Though controversial, there is a possibility that in certain doses and combination, antioxidants may prevent the development of cancer [5,6]. In vitro studies indicate that vitamin C, vitamin E, retinoids and beta carotene individually or in combination may even induce cell differentiation and/or growth inhibition of human tumorigenic parotid acinar cells and human melanoma cells [5]. They have also been shown to enhance the growth-inhibitory effects of chemotherapeutic agents and x-radiation on human melanoma cells and murine neuroblastoma cells in culture [5]. A few animal studies support the observation that high dose of antioxidants inhibit the growth of tumors, such as oral carcinoma in hamsters and transplanted breast adenocarcinoma in rats [7,8].

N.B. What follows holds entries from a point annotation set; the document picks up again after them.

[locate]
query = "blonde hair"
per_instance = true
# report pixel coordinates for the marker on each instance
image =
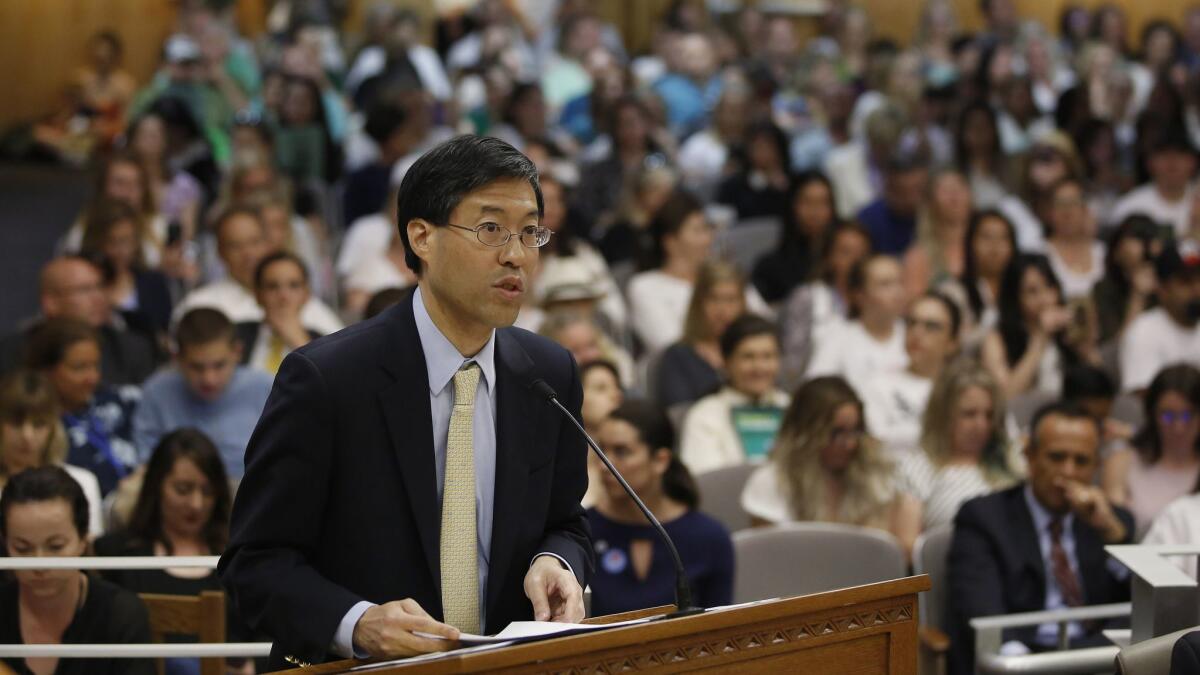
(712, 273)
(937, 424)
(807, 429)
(27, 394)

These effects of antioxidants appear to be related to alterations in the expression of several oncogenes and growth regulatory genes [5]. Vitamins have also been found to induce apoptosis in the cancer cells while protecting the normal cells against the apoptosis induced by various agents [9–15]. The extent and type of effect depend on the dose and type of vitamins and the type of the tumor [5].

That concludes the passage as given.